LA CONCLUSIONE DELLE METAMORFOSI E IL DESTINO DI OVIDIO
7 AGOSTO 2017 – E’ una Venere sconvolta dalla conoscenza del futuro imminente che attende Giulio Cesare nel Foro quella che si rivolge a Giove per implorare che il grande condottiero di Roma venga salvato dal destino già scritto. Ovidio la racconta nell’ultimo libro delle sue “Metamorfosi” e descrive tutti i risvolti umani del suo essere figlia del sommo artefice dell’Universo, compreso quello di non ottenere soddisfazione: “Da sola, o figlia, vorresti cambiare il destino, contro il quale nessuno può nulla? Vai pure di persona nella dimora delle tre sorelle, e lì vedrai il poderoso archivio del mondo, fatto di bronzo e di solido ferro, che non teme né le scosse del cielo, né l’ira del fulmine, né, sicuro ed eterno, qualsiasi altra rovina. Lì troverai, inciso su metallo indistruttibile il destino della tua discendenza. Io stesso l’ho letto e l’ho annotato nella mente e te lo riferirò, perché tu non ignori più il futuro. Quest’uomo per il quale tu, dea di Citéra, ti affanni, ha compiuto il suo tempo, è giunto al termine degli anni che doveva trascorrere sulla terra. Tu e suo figlio farete che salga al cielo come dio e che abbia un posto nei templi – suo figlio il quale, erede del nome, sosterrà da solo il peso che sarà trasferito su di lui e fortissimo vendicatore dell’uccisione del padre avrà al suo fianco noi nelle guerre”.

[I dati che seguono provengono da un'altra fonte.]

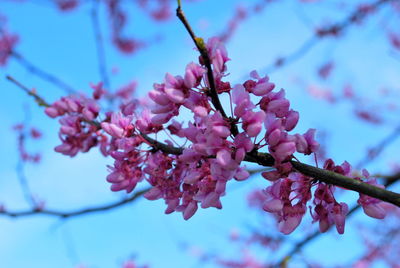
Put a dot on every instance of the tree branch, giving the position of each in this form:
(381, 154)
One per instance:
(389, 180)
(74, 213)
(333, 30)
(199, 42)
(41, 73)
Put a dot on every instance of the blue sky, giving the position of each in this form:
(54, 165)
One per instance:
(63, 44)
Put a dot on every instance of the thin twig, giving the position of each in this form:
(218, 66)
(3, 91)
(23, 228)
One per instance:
(30, 92)
(389, 180)
(332, 30)
(98, 37)
(74, 213)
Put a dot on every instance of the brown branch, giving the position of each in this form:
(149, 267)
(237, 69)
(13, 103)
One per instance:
(74, 213)
(267, 160)
(389, 180)
(30, 92)
(199, 42)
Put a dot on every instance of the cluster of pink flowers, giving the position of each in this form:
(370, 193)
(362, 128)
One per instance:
(23, 135)
(216, 144)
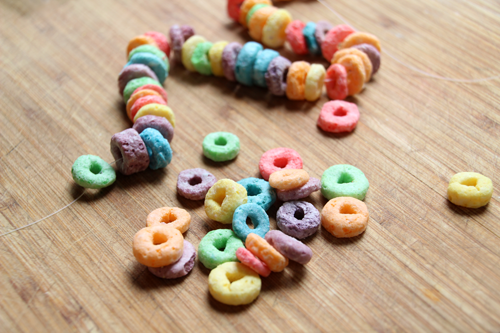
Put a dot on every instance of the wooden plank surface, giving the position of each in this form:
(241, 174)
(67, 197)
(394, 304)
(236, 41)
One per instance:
(422, 265)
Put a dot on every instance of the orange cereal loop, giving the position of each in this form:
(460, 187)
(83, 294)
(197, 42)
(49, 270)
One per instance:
(265, 252)
(296, 80)
(358, 38)
(366, 61)
(171, 216)
(288, 179)
(247, 5)
(136, 96)
(355, 69)
(258, 21)
(158, 246)
(138, 41)
(345, 217)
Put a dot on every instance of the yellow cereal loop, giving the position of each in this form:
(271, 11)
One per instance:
(233, 283)
(222, 200)
(366, 61)
(159, 110)
(188, 50)
(215, 56)
(470, 189)
(273, 34)
(314, 82)
(360, 38)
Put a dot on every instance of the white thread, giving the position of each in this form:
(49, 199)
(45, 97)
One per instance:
(410, 67)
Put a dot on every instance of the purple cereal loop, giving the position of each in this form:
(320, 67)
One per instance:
(229, 56)
(129, 152)
(194, 184)
(179, 268)
(276, 75)
(313, 185)
(134, 71)
(161, 124)
(298, 219)
(322, 27)
(289, 247)
(372, 53)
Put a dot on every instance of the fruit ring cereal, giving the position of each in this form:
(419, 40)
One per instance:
(158, 246)
(288, 179)
(296, 38)
(134, 71)
(221, 146)
(345, 217)
(188, 49)
(296, 80)
(248, 259)
(245, 62)
(277, 159)
(470, 189)
(193, 184)
(338, 117)
(298, 219)
(262, 62)
(356, 76)
(313, 185)
(336, 82)
(200, 59)
(265, 252)
(129, 152)
(273, 33)
(259, 192)
(91, 171)
(289, 247)
(222, 200)
(160, 124)
(233, 283)
(173, 217)
(229, 57)
(276, 75)
(179, 268)
(259, 218)
(332, 39)
(217, 247)
(314, 82)
(344, 180)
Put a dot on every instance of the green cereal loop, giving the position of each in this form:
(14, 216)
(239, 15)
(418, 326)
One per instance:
(153, 50)
(344, 180)
(210, 249)
(221, 146)
(132, 85)
(91, 171)
(200, 59)
(254, 9)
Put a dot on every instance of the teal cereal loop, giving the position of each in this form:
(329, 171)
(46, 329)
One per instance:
(259, 192)
(159, 151)
(200, 59)
(344, 180)
(257, 214)
(221, 146)
(92, 171)
(217, 247)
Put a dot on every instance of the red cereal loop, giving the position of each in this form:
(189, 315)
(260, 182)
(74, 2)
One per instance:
(338, 117)
(336, 82)
(277, 159)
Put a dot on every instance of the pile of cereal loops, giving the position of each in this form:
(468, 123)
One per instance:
(238, 257)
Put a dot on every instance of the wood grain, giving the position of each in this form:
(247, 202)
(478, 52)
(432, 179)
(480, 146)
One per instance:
(423, 265)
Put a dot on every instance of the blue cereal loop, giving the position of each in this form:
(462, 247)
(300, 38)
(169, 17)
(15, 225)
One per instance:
(159, 151)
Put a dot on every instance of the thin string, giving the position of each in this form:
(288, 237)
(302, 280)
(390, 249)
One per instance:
(54, 213)
(410, 67)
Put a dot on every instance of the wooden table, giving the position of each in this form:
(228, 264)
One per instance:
(422, 265)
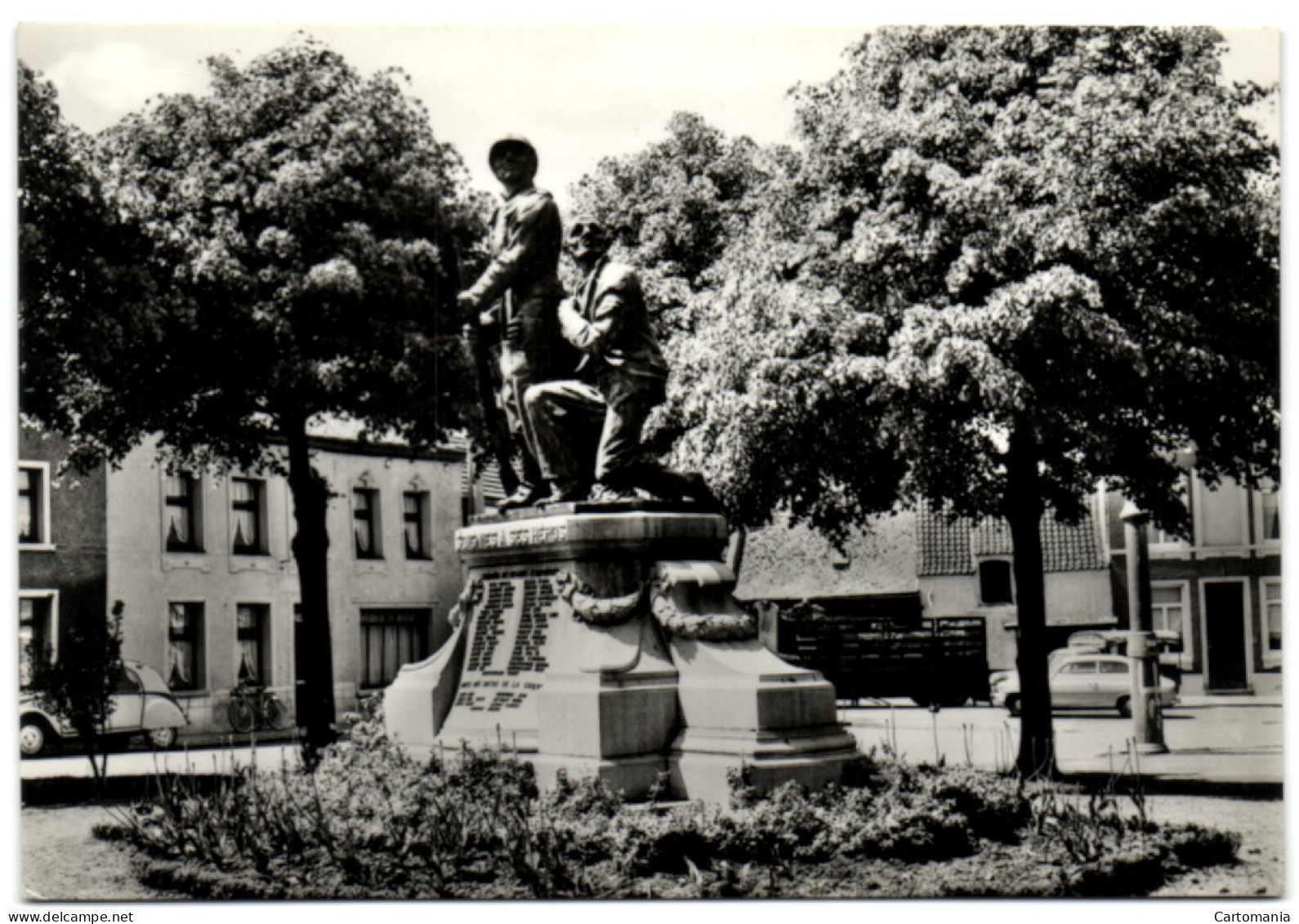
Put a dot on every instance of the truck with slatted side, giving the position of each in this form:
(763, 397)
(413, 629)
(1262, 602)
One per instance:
(935, 660)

Il riferimento a Ottaviano, non ancora chiamato Cesare Augusto, è evidente, perché proprio lui, adottato nel 45 a.C. da Giulio Cesare, perseguiterà i partecipi alla congiura. “Per opera sua – continua Giove – le mura dell’assediata Modena, vinte, chiederanno pace; Farsalia sentirà la sua forza, e il bagno di sangue dell’Emazia si ripeterà a Filippi, e un grande nome sarà sconfitto nelle acque di Sicilia. E la consorte egiziana di un condottiero romano, erroneamente confidando nel matrimonio contratto, cadrà, e invano avrà minacciato di asservire alla sua Canòpo il Campidoglio nostro. Perché enumerarti i paesi stranieri, i popoli situati sull’Oceano ai due estremi del mondo? Ogni luogo abitabile che c’è sulla terra, sarà di costui. Anche il mare gli sarà soggetto. Data la pace al mondo, rivolgerà il suo animo a regolare la vita civile, ed emanerà leggi giustissime. Disciplinerà i costumi, dando lui l’esempio, e preoccupandosi delle età future, delle generazioni a venire, ordinerà al figlio, nato dalla sua santa moglie, di portare il suo nome e di proseguire la sua missione, e solo quando avrà raggiunto un’età veneranda salirà nel cielo stellato, tra i suoi parenti. Per il momento, tu, rapita dal corpo trucidato l’anima di Cesare, fanne una stella, perché Cesare divinizzato contempli per sempre, dall’alto della sua sacra dimora, il nostro Campidoglio e il Foro”.
Un accenno alla non lieve contraddizione di aver sposato tre donne e di aver scritto una legge moralizzatrice è palpabile, nell’analisi della condotta di Cesare Augusto; diremmo che non sfugge, pur negli ampi elogi. Ma non finisce qui.
“Ha appena pronunciato queste parole, che la grande Venere, invisibile, si ferma in mezzo alla sede del Senato e sottrae dal corpo del suo Cesare l’anima non ancora liberatasi, e non permette che essa si dissolva nell’aria e la porta su tra gli astri del cielo. E mentre la porta, si accorge che diventa luminosa, e si infuoca e la lascia andare dal proprio seno. Quella vola più in alto della luna e, trascinandosi dietro per lungo spazio una coda fiammeggiante, brilla, ormai stella, e vedendo quaggiù le meritevoli opere del figlio riconosce che sono più grandi delle sue, e gode che il figlio sia superiore”.
Siamo agli ultimi trenta esametri delle migliaia che formano le “Metamorfosi” e la trasformazione di Giulio Cesare in stella del firmamento sembra passare in secondo piano rispetto alla superiorità di Ottaviano. Delle due l’una: o c’è il massimo servilismo (e allora verrebbe da chiedersi come abbia potuto Augusto punire con la relegazione chi gli consegnava un poema così osannante alla sua figura), oppure c’è più di un pizzico di esagerazione per ridimensionare la figura del primo e forse più noto imperatore dei Romani. Il silenzio serbato da Ovidio sulla sua “colpa” ha alimentato molte congetture, in duemila anni, cioè da quando lo stesso Augusto è salito al cielo per diventare “divo” a sua volta.